Atualmente, a inclusão do sobrenome do genitor(a) socioafetivo (a) é possível diretamente no cartório, com crianças acima de 12 anos, conforme Resolução n. 63/2017 do Conselho Nacional de Justiça (CNJ). Essa normativa reconhece a possibilidade de multiparentalidade, autorizando que o nome do pai ou da mãe socioafetivos seja incluído nos registros civis, sem necessidade de exclusão do nome dos pais biológicos.
A retirada do sobrenome de um dos genitores biológicos exige um processo judicial, que será avaliado caso a caso. Os tribunais vêm, cada vez mais, flexibilizando a regra da imutabilidade do nome, prevista na Lei de Registros Públicos (Lei n. 6.015/1973). O entendimento é de que o nome não deve aprisionar a pessoa a vínculos que causam sofrimento, angústia ou não correspondem à sua realidade existencial e afetiva.
O ministro Paulo de Tarso Sanseverino, relator do recurso que possibilitou a exclusão do sobrenome do genitor, destacou que:
“O direito da pessoa de portar um nome que não lhe remeta às angústias decorrentes do abandono paterno e, especialmente, corresponda à sua realidade familiar, parece sobrepor-se ao interesse público de imutabilidade do nome, já excepcionado pela própria Lei de Registros Públicos.”
É importante destacar que, embora seja possível suprimir o sobrenome do genitor biológico do nome civil, o vínculo jurídico de filiação permanece preservado na certidão de nascimento. Isso significa que a retirada do sobrenome não rompe a relação de parentesco legal com o pai ou a mãe registrados. Trata-se apenas de uma modificação no aspecto nominativo, retirando-se a obrigatoriedade de utilização do sobrenome do genitor nos documentos pessoais.
Para que haja o rompimento do vínculo jurídico de filiação, ou seja, o cancelamento da relação parental no registro civil , é necessária a propositura de uma ação judicial específica: a ação de destituição de poder familiar, cabível apenas em hipóteses excepcionais e devidamente fundamentadas.
A legislação atual permite que a pessoa maior de 18 anos requeira, de forma imotivada, a alteração de seu prenome, diretamente no cartório, sem necessidade de ação judicial. Essa possibilidade foi introduzida com a Lei nº 14.382/2022, que alterou dispositivos da Lei de Registros Públicos. No entanto, a alteração imotivada do prenome poderá ser feita apenas uma única vez pela via extrajudicial, e eventual desconstituição do ato dependerá de decisão judicial.

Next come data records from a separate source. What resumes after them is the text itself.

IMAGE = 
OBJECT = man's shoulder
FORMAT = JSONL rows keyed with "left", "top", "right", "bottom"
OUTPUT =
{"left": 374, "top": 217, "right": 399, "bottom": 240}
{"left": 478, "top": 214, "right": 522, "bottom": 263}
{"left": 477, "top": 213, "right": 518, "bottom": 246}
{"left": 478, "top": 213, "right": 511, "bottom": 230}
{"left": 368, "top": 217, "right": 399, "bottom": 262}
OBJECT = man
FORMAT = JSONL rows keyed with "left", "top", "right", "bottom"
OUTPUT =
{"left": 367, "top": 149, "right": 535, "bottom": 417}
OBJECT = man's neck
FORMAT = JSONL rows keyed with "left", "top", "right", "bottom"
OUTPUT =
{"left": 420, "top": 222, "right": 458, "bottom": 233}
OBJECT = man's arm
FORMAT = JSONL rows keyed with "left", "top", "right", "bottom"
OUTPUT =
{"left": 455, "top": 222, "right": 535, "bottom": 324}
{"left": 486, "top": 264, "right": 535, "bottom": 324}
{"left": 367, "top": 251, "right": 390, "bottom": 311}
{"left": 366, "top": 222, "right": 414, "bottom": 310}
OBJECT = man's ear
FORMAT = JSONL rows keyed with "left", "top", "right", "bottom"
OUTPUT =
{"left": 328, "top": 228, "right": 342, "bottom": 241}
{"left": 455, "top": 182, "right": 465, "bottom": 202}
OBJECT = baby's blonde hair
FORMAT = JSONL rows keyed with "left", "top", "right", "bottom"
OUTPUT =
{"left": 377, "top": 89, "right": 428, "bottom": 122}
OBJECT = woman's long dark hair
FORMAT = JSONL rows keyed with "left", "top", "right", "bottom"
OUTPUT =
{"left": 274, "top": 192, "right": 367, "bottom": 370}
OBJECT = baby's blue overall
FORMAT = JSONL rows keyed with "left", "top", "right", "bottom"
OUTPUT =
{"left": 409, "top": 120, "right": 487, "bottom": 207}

A mesma lei passou a permitir, também, a inclusão ou exclusão de sobrenomes por motivos relacionados à alteração do estado de filiação, sendo possível, por exemplo, que cônjuges, companheiros ou descendentes solicitem mudanças no nome quando um de seus vínculos familiares for formalmente modificado. Já a exclusão de sobrenome, quando não houve alteração anterior no vínculo de filiação, ainda exige intervenção judicial.
Em síntese, é possível retirar o sobrenome do genitor ou da genitora por meio de ação judicial, desde que o pedido seja devidamente fundamentado e demonstre que a manutenção do nome representa prejuízo à identidade pessoal do requerente.